Plutôt que d’attaquer une cible frontalement, certains groupes de hackers optent pour une approche redoutable : contaminer les sites que la victime va visiter. Une technique discrète, patiente et efficace contre les cibles les plus protégées, et qui pourrait prendre un relief nouveau à l’heure des agents IA.

Une grande partie des cyberattaques que l’on traite au quotidien dans la rubrique Cyberguerre repose sur une logique offensive directe : envoyer un mail de phishing, exploiter une vulnérabilité qui n’a pas été corrigée ou bien forcer une authentification.

Le watering hole inverse cette logique. Ici, l’attaquant ne va pas vers sa cible, il l’attend.

Cette attaque informatique s’inscrit dans une famille de techniques que l’on regroupe sous le terme d’attaques indirectes, ou attaques par rebond.

La supply chain attack en reste l’exemple le plus connu. Plutôt que de compromettre une grande organisation bien défendue, on passe par l’un de ses fournisseurs logiciels, souvent moins bien protégé.

Le watering hole applique le même raisonnement, mais à la couche web.

Concrètement, comment ça fonctionne une attaque par watering hole ?

Le nom vient de l’éthologie, l’étude du comportement animal : dans la savane, les prédateurs ne courent pas toujours après leur proie. Certains surveillent les points d’eau, sachant que les animaux y reviendront tôt ou tard pour s’abreuver.

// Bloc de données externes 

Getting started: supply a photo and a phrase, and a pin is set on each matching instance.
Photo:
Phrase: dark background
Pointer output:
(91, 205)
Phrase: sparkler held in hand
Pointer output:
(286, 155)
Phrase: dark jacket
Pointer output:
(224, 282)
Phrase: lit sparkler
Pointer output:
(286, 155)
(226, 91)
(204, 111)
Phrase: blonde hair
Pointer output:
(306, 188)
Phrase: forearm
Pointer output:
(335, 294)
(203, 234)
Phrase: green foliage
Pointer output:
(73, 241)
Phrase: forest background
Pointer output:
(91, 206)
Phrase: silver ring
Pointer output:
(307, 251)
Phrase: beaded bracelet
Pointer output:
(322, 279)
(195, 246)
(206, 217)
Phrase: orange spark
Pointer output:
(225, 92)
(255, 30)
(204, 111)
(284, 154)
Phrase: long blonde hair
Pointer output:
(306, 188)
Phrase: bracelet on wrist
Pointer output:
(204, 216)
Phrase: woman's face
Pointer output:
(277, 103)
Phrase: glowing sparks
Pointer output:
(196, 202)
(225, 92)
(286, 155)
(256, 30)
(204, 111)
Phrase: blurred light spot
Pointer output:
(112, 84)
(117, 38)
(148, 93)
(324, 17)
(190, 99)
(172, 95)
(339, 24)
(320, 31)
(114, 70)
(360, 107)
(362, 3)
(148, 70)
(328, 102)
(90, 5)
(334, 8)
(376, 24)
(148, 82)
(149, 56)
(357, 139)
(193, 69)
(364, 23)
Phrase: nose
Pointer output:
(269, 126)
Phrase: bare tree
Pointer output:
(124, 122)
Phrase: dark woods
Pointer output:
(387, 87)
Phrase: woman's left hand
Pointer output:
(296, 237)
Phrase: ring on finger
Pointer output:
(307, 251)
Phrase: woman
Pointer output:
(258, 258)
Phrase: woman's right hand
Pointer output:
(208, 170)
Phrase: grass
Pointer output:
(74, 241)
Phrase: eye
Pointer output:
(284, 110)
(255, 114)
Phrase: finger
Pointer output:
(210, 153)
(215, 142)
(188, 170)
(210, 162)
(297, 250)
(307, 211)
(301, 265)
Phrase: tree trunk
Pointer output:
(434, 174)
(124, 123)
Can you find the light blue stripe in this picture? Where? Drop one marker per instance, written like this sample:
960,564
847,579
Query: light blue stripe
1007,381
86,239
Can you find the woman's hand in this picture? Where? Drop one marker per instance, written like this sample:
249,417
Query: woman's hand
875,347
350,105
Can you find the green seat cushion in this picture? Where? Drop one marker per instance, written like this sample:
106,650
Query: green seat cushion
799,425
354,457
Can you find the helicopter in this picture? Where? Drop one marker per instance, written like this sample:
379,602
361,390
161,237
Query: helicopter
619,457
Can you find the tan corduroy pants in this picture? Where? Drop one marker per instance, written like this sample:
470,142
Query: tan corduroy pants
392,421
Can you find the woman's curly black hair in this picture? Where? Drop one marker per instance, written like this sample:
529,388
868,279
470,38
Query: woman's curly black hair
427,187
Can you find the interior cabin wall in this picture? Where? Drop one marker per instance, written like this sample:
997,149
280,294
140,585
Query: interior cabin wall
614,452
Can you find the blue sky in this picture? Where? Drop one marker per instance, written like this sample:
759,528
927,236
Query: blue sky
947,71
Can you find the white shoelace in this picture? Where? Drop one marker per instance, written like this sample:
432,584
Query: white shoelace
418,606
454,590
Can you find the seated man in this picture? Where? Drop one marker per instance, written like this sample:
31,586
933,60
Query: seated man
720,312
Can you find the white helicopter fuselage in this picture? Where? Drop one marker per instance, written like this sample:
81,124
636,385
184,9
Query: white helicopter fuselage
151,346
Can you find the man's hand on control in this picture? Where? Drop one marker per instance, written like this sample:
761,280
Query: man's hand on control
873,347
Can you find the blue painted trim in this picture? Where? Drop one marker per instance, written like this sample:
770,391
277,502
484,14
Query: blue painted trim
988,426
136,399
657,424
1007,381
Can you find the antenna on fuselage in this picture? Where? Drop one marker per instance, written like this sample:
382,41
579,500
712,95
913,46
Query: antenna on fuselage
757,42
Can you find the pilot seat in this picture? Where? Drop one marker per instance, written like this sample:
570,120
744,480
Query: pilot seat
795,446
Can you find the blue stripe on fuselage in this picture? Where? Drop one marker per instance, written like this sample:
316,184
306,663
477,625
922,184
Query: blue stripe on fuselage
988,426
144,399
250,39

Ici, le principe est le même. L’attaquant commence par identifier sa cible, une organisation gouvernementale, un secteur industriel, un groupe de chercheurs, puis cartographie les sites qu’elle visite régulièrement : forum professionnel, site d’une association du secteur, page d’une conférence spécialisée, portail d’un organisme de régulation. Des sites souvent moins bien maintenus, avec une surface d’attaque plus large.

Tout comme dans une supply chain attack, un watering hole ne vise pas directement la victime  // Illustration : Adèle Foehrenbacher pour Numerama
Tout comme dans une supply chain attack, un watering hole ne vise pas directement la victime. // Illustration : Numerama

L’objectif, une fois cette phase de repérage effectuée, est de compromettre l’un de ces sites en y injectant du code malveillant, généralement un script qui s’exécute silencieusement dans le navigateur des visiteurs. Ce code peut exploiter une faille du navigateur ou d’un plugin pour déposer un implant sur la machine, sans aucune interaction de l’utilisateur. C’est ce qu’on appelle un drive-by download.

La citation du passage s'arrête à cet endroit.